3. 「聖なる民」の歴史的課題
序論 3. 「聖なる民」の歴史的課題
(1) 恐れてはならない
- 誇り(高ぶり)と同じくらい致命的な誘惑は「恐れ」である。神は恵みをもって民を救われたが、それは無防備な生き方、リスクの多い生活へと招かれる。そこでは絶えず神により頼むことが求められる。ところが、危機にぶつかると、私たちは状況を悲観的に見て、自分なりに最善を尽くさなければならないと考えてしまうのである。そこから恐れが始まることを知らなければならない。
(2) 神のストーリーを忘れてはいけない
- 神の民が神のストーリーを忘れる時、つまり、敵からの守り、食糧を備えてくださったことを無視したとき、その結果は「現実主義」が顔を出し、「聖なる民」としてのあり方から離れていく。そして周囲のやり方に合わせる安易な道を選んでしまうことになる。
- 申命記においては、繰り返し繰り返し、神のストーリーを回顧し、それを語ることを教えている。なぜならそうすることによって、神を待ち望み、神への信頼を養う重要な手立てとなるからである。神のストーリーを回顧することによって、希望と信頼をもつことができるなら、私たちは「聖なる民」として生きることができるのである。
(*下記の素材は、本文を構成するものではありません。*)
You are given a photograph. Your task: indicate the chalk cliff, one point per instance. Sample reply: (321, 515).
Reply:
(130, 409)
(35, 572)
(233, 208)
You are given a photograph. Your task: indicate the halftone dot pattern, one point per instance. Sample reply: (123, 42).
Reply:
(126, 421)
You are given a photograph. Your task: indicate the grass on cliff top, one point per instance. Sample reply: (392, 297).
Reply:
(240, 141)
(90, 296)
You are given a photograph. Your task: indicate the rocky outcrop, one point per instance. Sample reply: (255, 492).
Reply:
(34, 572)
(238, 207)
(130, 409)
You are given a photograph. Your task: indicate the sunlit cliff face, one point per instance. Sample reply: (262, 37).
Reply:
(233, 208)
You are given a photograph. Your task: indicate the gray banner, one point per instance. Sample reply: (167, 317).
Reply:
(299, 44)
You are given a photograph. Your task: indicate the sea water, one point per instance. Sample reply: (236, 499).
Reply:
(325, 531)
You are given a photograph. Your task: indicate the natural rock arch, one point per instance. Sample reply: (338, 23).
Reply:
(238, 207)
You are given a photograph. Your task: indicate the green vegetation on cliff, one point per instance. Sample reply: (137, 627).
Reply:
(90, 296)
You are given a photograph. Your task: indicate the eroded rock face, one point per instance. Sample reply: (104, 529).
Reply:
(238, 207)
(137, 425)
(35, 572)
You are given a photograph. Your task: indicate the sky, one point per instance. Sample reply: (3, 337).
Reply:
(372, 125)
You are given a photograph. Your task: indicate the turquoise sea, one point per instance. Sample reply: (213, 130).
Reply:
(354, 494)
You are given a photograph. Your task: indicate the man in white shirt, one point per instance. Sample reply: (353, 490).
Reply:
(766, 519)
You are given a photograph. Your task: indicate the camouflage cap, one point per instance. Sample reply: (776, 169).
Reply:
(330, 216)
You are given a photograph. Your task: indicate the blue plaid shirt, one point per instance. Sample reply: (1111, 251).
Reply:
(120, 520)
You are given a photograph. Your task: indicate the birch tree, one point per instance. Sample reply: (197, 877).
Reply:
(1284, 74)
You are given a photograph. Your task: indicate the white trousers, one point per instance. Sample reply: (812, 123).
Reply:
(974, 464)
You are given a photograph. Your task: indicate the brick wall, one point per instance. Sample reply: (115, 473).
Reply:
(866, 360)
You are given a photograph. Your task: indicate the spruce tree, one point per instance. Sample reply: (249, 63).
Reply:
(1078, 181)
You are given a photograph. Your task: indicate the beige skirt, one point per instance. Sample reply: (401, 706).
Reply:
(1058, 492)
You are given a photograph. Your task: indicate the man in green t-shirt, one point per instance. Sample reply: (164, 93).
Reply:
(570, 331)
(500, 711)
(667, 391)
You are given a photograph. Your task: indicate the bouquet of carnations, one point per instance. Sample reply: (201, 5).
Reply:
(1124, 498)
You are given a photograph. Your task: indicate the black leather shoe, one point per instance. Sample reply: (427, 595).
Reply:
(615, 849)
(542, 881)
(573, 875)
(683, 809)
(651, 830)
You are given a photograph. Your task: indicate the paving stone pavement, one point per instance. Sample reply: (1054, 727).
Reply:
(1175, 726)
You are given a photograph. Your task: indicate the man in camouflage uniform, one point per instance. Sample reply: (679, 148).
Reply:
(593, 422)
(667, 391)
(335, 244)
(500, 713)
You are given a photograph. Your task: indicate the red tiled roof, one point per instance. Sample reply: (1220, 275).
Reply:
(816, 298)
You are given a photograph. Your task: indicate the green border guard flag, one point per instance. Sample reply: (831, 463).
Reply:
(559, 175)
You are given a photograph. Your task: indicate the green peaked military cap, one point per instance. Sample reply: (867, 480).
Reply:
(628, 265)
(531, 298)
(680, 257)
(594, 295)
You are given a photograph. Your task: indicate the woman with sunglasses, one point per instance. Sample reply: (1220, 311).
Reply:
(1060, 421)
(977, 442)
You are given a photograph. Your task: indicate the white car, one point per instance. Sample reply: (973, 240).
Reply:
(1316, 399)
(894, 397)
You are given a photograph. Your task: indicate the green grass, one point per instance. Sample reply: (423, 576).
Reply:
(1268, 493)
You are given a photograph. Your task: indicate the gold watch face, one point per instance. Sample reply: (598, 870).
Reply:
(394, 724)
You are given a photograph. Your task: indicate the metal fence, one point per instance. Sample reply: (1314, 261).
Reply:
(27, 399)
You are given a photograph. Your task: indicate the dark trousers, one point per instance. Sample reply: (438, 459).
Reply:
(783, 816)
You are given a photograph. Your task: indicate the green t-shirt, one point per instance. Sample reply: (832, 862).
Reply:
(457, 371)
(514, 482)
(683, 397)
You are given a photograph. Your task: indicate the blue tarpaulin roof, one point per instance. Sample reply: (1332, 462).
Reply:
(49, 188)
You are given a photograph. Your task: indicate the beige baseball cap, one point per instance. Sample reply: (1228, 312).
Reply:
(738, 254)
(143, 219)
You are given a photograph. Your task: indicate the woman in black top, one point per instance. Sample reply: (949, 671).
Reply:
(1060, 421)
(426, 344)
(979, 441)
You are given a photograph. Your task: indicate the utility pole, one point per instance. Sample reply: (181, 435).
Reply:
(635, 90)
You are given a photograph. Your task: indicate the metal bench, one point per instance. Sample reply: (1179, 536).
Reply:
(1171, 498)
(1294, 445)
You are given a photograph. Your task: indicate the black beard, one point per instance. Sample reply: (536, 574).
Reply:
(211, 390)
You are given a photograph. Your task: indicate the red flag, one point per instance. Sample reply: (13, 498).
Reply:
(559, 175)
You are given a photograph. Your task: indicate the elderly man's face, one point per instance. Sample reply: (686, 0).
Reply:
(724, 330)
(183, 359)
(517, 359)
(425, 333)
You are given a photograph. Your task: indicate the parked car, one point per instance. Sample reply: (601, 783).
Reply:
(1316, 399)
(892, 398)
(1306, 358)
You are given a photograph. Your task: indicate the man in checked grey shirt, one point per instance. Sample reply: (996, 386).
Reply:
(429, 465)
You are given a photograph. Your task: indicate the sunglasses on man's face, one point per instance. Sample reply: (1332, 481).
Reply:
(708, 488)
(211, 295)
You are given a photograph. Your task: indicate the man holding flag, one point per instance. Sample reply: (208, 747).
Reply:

(3) 神のストーリーを語るという課題を神の民はどのように取り組んだか
- 旧約の歴史において、神の民が神のストーリーを語るという課題をどのように取り組んでいったか。それはヨシュア記から列王記の学びで取り扱われることになる。
●各歴史書(1)の主題
書 名 主 題 内 容 ヨシュア記 信仰による勝利 神の民のアイデンティティの認識という課題が伴う。 士 師 記 臨戦意識の有無による勝敗 臨戦意識とは、神の約束によって与えられたカナンの地において「罠」となるものを完全に追い払っていくという敵前感をもった危機意識である。 ル ツ 記 神の救いにおける包容性 神の愛の主権性は、イスラエルに対する<特殊愛>と異邦人に対する<普遍愛>に表わされる。神は、ご自身のみつばさの下に避け所を求めて来る者を受け入れる。 サムエル記 神の王国における王制理念の確立 サムエルの果たした歴史的役割は、イスラエルに導入された王制の権利、責任、義務等を規定した。預言者が王制に対して批判する基準は、サムエルが確立した原則に基づいていた。 列王記 世俗化が招いた王制理念の崩壊 イスラエル王国の分裂とその後の滅亡の歴史を通して、預言者のことばが正しかったことを証明している。